Исроэл-Иешуа Зингер - Йоше-телок
Отец пытался ему препятствовать. Сам он, человек светский, охотник до удовольствий, сибарит, любитель красивых и приятных вещей, не мог понять замкнутого, скрытного и упрямого сына.
— Знаешь, Нохемче, — говорил он, — дед, блаженной памяти, говаривал, что даже на небе дураков не любят…
Ему страшно не хотелось отправлять сына в Нешаву, к этим горлопанам и святошам. Он боялся, что там мальчик совсем спятит, вырастет дикарем.
Матери Нохемче помолвка тоже была не по душе. Она и без того роняла слезы в шелковый платок каждый раз, когда Нохемче отказывался от еды или бродил как потерянный. К тому же она видела за границей невесту, Сереле. Та уродилась в отца и к тринадцати годам уже была высокой, крупной девушкой с крепкими ногами, копной рыжих волос, здоровыми зубами и даже налитой грудью — у нее, у ребецн, такой груди не было, даже когда она кормила Нохемче. Она это хорошо помнила. Ребецн непрестанно пожирала невесту взглядом, завистливым взглядом утонченной знатной дамы, которая завидует простушке за ее женственность. Она часто приговаривала, чтобы отвести от девушки дурной глаз:
— Тьфу, тьфу, тьфу, — она делала вид, что сплевывает, — чтоб не сглазить.
Ребецн сравнивала Сереле с Нохемче, с утонченным, нежным Нохемче, и ее материнское сердце болело.
— Лишь бы все обошлось благополучно, — бормотала она, — он такой еще ребенок, бедный мой…
Она хотела поговорить с мужем напрямик. Но слишком уж изысканно все было в их доме, слишком мудрено, чтобы называть вещи своими именами. Там друг друга понимали без слов. Ребецн даже отважилась написать письмецо свату о своей привязанности к «ребенку». На прекрасном древнееврейском языке, как ученый муж, она написала ему о Нохемче и закончила письмо стихом из Торы — тем стихом, в котором Иуда говорит брату своему Иосифу, наместнику фараона, о Вениамине, которого Иосиф задержал в Египте: «душа привязана к душе его» — так она закончила свое послание.
Но реб Мейлех даже не захотел читать написанное женщиной.
«Почтеннейший ребе знает, — писал он одному только свату, даже не упомянув о послании ребецн, — почтеннейший ребе знает, — писал он крупными каракулями, точно такими же размашистыми и неуклюжими, как и он сам, с бесчисленными ошибками, описками и недомолвками, — что у нас от дедов ведется обычай не откладывать свадьбу дольше чем на год.
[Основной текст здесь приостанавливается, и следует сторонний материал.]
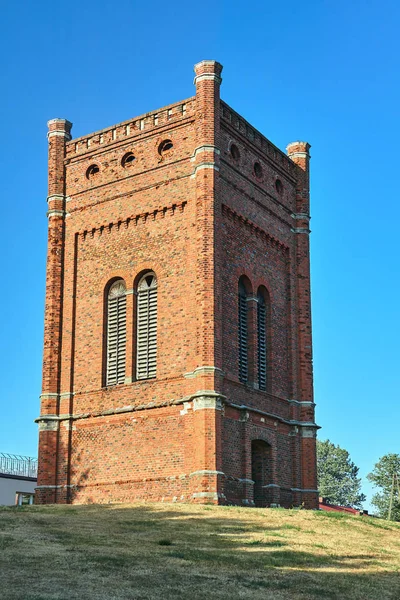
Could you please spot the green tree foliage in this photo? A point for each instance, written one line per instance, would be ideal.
(338, 479)
(386, 476)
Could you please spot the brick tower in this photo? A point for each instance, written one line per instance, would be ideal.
(177, 351)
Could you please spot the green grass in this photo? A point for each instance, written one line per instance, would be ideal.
(145, 551)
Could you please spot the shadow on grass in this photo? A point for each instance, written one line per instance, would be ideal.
(143, 552)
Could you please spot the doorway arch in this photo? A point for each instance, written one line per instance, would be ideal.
(261, 471)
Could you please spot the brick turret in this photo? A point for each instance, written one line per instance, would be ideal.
(58, 135)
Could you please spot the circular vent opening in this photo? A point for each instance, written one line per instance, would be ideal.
(92, 171)
(164, 147)
(128, 160)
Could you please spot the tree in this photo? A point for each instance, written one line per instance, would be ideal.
(338, 479)
(386, 475)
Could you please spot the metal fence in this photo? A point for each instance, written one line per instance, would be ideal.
(22, 466)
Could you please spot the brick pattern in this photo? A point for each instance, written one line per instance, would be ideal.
(200, 219)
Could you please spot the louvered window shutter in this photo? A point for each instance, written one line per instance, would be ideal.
(243, 366)
(116, 334)
(262, 343)
(146, 348)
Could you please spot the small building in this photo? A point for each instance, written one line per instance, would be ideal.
(324, 504)
(18, 478)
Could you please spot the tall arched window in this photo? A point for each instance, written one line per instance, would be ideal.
(146, 346)
(116, 333)
(242, 331)
(262, 350)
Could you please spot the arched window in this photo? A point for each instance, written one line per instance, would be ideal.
(116, 333)
(146, 346)
(262, 350)
(242, 331)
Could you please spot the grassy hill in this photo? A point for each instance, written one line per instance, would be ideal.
(147, 551)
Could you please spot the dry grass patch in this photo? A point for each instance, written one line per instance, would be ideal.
(151, 551)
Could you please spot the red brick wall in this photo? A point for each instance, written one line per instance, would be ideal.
(199, 219)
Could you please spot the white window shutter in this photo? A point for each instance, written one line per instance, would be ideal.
(243, 365)
(116, 334)
(146, 347)
(262, 344)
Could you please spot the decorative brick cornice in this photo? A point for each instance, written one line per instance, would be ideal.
(159, 213)
(255, 228)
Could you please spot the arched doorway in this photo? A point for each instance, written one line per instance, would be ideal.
(261, 471)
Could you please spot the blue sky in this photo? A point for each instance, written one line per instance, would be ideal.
(321, 71)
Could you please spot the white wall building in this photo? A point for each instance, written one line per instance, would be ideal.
(18, 478)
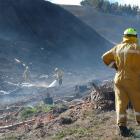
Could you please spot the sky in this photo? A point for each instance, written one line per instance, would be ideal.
(77, 2)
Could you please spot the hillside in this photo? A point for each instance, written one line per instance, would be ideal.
(44, 35)
(107, 25)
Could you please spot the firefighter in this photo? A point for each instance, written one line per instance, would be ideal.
(59, 75)
(26, 74)
(125, 58)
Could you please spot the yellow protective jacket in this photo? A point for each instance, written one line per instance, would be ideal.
(126, 56)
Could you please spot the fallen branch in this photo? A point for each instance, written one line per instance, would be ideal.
(16, 125)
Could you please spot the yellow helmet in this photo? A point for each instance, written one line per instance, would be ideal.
(130, 32)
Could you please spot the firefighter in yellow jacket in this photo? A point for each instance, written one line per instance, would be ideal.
(125, 58)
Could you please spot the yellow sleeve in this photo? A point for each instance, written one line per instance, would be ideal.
(108, 57)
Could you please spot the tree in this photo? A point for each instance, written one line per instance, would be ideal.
(113, 8)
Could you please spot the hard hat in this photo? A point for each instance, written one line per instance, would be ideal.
(130, 31)
(27, 67)
(56, 69)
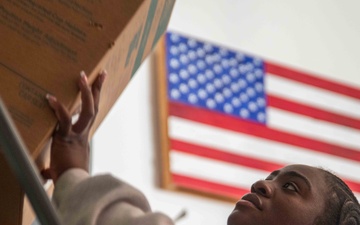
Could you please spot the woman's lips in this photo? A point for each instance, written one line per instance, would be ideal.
(252, 200)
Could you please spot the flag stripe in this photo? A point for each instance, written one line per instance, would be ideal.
(281, 103)
(311, 80)
(220, 172)
(212, 153)
(313, 96)
(317, 130)
(234, 124)
(214, 170)
(254, 147)
(207, 186)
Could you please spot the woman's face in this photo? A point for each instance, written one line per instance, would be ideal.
(292, 195)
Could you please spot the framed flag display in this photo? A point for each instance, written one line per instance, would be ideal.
(228, 119)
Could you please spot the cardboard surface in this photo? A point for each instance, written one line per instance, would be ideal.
(44, 46)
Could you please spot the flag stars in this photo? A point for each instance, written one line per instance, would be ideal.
(250, 77)
(183, 47)
(261, 102)
(219, 98)
(192, 83)
(201, 64)
(236, 102)
(209, 74)
(259, 87)
(233, 62)
(184, 59)
(174, 63)
(175, 94)
(216, 78)
(227, 92)
(242, 83)
(208, 47)
(234, 73)
(244, 113)
(210, 103)
(184, 74)
(253, 107)
(175, 38)
(192, 98)
(183, 88)
(261, 117)
(192, 43)
(226, 79)
(240, 57)
(242, 68)
(218, 83)
(249, 67)
(218, 69)
(225, 63)
(209, 59)
(250, 92)
(259, 73)
(228, 108)
(202, 94)
(201, 78)
(235, 87)
(192, 69)
(174, 50)
(192, 55)
(210, 88)
(173, 78)
(243, 97)
(200, 52)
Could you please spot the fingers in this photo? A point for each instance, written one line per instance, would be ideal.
(47, 174)
(87, 109)
(61, 114)
(96, 88)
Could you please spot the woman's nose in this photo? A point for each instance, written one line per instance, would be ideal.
(262, 187)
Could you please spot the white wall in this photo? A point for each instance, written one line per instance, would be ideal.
(319, 36)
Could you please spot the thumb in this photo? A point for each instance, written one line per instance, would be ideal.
(47, 174)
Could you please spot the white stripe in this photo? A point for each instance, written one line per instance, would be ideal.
(310, 95)
(214, 170)
(313, 128)
(251, 146)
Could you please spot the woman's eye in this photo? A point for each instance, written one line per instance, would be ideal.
(290, 186)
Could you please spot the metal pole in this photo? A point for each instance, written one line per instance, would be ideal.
(24, 169)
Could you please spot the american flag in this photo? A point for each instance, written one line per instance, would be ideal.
(234, 118)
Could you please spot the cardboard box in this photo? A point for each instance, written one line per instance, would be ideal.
(44, 46)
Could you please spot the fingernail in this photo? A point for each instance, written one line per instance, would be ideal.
(83, 76)
(52, 99)
(103, 75)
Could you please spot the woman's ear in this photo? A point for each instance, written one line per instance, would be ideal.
(349, 213)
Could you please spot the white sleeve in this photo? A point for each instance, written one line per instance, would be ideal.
(84, 200)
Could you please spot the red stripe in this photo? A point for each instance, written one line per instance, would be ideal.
(354, 186)
(223, 156)
(259, 130)
(312, 112)
(306, 78)
(225, 190)
(208, 187)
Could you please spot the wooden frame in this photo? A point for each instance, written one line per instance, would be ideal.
(163, 138)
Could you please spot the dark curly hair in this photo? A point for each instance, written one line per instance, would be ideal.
(342, 207)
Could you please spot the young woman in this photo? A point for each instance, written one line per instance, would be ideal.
(295, 194)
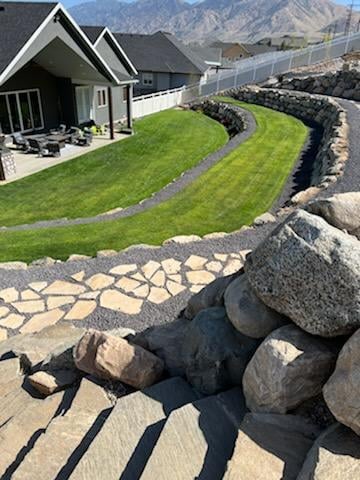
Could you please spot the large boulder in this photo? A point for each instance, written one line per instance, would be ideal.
(215, 354)
(272, 447)
(249, 315)
(341, 211)
(210, 296)
(309, 271)
(114, 358)
(341, 392)
(335, 455)
(289, 367)
(165, 342)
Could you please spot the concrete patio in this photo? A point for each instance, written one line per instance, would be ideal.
(30, 163)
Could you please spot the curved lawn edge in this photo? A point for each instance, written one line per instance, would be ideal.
(167, 192)
(120, 174)
(230, 194)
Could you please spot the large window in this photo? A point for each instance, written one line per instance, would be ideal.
(20, 111)
(148, 79)
(102, 97)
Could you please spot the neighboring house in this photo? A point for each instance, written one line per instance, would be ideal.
(162, 61)
(233, 52)
(50, 72)
(109, 49)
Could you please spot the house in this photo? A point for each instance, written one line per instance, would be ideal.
(162, 61)
(50, 72)
(106, 45)
(233, 52)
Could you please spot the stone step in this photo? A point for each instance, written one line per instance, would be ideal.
(58, 450)
(198, 439)
(125, 442)
(21, 431)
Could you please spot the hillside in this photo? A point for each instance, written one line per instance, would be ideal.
(225, 19)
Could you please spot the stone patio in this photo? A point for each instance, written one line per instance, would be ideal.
(30, 163)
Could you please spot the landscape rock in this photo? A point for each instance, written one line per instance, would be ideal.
(210, 296)
(165, 342)
(249, 315)
(49, 349)
(335, 455)
(271, 446)
(289, 367)
(48, 383)
(114, 358)
(342, 211)
(341, 392)
(309, 271)
(215, 354)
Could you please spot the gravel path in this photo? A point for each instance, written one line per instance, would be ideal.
(162, 195)
(170, 274)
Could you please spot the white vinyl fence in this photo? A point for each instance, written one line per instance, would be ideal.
(253, 70)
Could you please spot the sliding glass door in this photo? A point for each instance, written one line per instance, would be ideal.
(20, 111)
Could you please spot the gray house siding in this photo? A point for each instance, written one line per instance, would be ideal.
(35, 77)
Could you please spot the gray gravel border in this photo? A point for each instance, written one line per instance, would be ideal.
(162, 195)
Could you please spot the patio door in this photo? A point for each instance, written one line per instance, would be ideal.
(20, 111)
(84, 103)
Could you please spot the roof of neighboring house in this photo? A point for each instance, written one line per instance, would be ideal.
(160, 52)
(255, 49)
(19, 21)
(210, 55)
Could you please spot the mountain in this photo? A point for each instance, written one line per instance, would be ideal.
(225, 19)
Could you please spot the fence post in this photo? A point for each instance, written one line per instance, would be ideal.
(310, 55)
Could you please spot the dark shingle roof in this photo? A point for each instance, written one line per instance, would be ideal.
(93, 33)
(160, 52)
(18, 22)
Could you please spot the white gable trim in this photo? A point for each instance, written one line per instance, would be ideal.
(107, 31)
(36, 34)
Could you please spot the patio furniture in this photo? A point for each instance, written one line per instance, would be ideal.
(73, 134)
(59, 131)
(38, 145)
(20, 141)
(61, 139)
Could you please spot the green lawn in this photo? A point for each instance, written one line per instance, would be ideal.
(118, 175)
(231, 194)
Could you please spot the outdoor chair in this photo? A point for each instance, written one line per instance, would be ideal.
(73, 134)
(20, 141)
(59, 131)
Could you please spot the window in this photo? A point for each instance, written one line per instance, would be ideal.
(102, 97)
(125, 94)
(20, 111)
(148, 79)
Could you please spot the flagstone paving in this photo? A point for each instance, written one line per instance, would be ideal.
(123, 288)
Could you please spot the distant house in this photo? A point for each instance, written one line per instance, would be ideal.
(162, 61)
(233, 52)
(50, 72)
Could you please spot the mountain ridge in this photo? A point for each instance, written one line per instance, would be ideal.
(229, 20)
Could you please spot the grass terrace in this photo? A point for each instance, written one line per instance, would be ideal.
(244, 184)
(118, 175)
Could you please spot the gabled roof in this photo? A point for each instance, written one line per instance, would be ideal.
(22, 22)
(18, 22)
(160, 52)
(93, 33)
(96, 33)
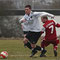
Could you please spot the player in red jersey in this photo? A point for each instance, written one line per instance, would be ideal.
(50, 35)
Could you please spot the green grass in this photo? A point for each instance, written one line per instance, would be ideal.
(16, 51)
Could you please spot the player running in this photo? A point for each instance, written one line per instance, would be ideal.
(30, 20)
(50, 35)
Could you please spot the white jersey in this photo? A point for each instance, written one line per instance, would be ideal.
(32, 22)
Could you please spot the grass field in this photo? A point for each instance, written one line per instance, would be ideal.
(17, 51)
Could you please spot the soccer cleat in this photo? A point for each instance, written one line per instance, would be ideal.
(43, 53)
(55, 53)
(33, 53)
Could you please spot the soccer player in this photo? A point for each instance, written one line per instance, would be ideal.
(49, 27)
(30, 20)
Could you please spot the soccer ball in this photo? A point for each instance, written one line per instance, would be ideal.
(4, 54)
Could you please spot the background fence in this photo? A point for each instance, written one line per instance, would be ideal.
(12, 9)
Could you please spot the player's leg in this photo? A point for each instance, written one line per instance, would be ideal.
(55, 47)
(26, 42)
(43, 45)
(34, 36)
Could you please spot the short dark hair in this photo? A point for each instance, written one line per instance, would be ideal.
(29, 6)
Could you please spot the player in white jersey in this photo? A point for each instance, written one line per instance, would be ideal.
(33, 26)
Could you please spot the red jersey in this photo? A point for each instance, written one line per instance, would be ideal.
(50, 30)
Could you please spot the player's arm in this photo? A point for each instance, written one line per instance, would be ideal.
(43, 14)
(42, 29)
(22, 20)
(57, 24)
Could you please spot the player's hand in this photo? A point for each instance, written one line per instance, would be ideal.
(23, 20)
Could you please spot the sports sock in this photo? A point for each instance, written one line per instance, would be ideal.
(37, 48)
(28, 45)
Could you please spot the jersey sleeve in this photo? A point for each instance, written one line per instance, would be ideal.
(43, 29)
(43, 14)
(20, 20)
(57, 24)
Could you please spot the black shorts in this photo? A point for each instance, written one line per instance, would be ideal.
(33, 36)
(25, 32)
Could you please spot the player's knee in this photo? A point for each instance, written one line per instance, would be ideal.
(25, 40)
(33, 45)
(55, 47)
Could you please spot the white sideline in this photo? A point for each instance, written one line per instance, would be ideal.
(21, 55)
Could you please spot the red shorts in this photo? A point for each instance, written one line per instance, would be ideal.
(45, 43)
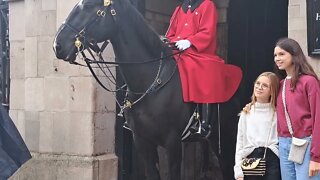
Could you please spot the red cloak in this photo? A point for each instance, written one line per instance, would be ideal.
(204, 76)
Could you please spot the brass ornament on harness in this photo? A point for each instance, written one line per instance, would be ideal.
(113, 12)
(107, 2)
(101, 13)
(77, 43)
(128, 104)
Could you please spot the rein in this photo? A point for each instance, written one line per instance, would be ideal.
(82, 43)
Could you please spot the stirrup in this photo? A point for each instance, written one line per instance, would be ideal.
(125, 126)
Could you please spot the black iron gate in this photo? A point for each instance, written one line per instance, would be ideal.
(4, 55)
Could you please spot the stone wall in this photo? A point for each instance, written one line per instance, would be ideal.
(65, 117)
(297, 28)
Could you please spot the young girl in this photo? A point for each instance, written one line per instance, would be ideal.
(257, 129)
(302, 101)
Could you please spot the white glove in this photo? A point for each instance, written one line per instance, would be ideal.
(183, 44)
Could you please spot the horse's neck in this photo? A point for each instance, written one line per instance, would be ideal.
(134, 44)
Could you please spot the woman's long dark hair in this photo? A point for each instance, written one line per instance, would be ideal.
(299, 60)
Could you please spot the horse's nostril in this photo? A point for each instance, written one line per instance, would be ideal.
(57, 47)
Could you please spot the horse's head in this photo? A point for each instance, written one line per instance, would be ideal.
(90, 22)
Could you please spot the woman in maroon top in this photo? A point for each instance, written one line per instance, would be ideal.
(302, 101)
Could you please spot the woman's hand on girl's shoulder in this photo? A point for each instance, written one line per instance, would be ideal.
(314, 168)
(247, 108)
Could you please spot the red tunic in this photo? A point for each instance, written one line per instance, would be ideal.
(204, 76)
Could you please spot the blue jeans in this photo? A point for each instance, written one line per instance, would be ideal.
(291, 170)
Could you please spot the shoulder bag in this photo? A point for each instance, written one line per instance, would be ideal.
(298, 146)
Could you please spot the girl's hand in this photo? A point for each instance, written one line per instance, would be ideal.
(314, 168)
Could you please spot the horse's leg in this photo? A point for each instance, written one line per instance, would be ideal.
(149, 153)
(174, 152)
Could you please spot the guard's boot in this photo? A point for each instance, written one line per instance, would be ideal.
(205, 127)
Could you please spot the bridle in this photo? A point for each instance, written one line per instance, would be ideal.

А что до раздела „Йойре део“, который жених, чтоб он был здоров, начал изучать со своим наставником, то прерывать учебу нет нужды, потому как, во-первых, в Нешаве, слава Богу, нет недостатка в ученых, а во-вторых, наставник может приехать вместе с женихом — да продлятся его годы — и заниматься с ним в Нешаве столько, сколько сочтет нужным, живя на содержании у ребе».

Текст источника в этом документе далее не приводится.